Understanding Breast Reduction Surgery
I like to say that a breast reduction trades large breasts for smaller breasts with scars. After a breast reduction, the scar pattern is an anchor shape: the areolae are made smaller with a circular scar around each of them, followed by an up-and-down scar in the front of the breast. This pattern so far would resemble a lollipop. There is also a scar that hides in the crease. Together, these scars take on the shape of an anchor. I always strive to make the scars as small and thin as possible. All of the sutures are “buried” under the skin’s surface, and no stitches need to be removed.
Breast reduction always includes a breast lift and areola reduction. So, your breasts will sit higher up on your body, and the nipple (areola) will be a smaller circle. I emphasize the support of the breast fold. Basically, I think of the fold like an underwire bra: The fold is responsible for holding up the remainder of the breast.

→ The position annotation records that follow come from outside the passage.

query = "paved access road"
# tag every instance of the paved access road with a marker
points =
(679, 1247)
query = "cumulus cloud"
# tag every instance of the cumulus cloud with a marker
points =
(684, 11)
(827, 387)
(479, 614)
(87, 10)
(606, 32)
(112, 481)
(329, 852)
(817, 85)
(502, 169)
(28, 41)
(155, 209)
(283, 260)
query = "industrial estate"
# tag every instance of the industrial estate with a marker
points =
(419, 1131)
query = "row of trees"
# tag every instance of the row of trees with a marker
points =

In order to achieve a strong and stable inframammary fold (IMF), I use a special suture pattern, almost like a cross-stitch, along the breast crease. If you look at my photos and notice that the breast sits higher on the body after a breast reduction and lift, this special internal bra suture cross-stitch is the reason why!
Your nipple stays attached to your body the whole time during surgery. This allows me to preserve the circulation to the nipple, and more importantly, I am able to protect the nerves that provide sensation to the nipple-areolar complex. Women most often have normal or increased sensation after a breast reduction. For younger women, breastfeeding should also be possible should you decide to have a family after your breast reduction surgery.
I am often able to remove several pounds of tissue from a breast reduction! In order to prevent fluid buildup in the breast after surgery, I often place a small drain under the skin. This is removed the day after surgery and is remarkably pretty painless—the drain is smooth and slides right out.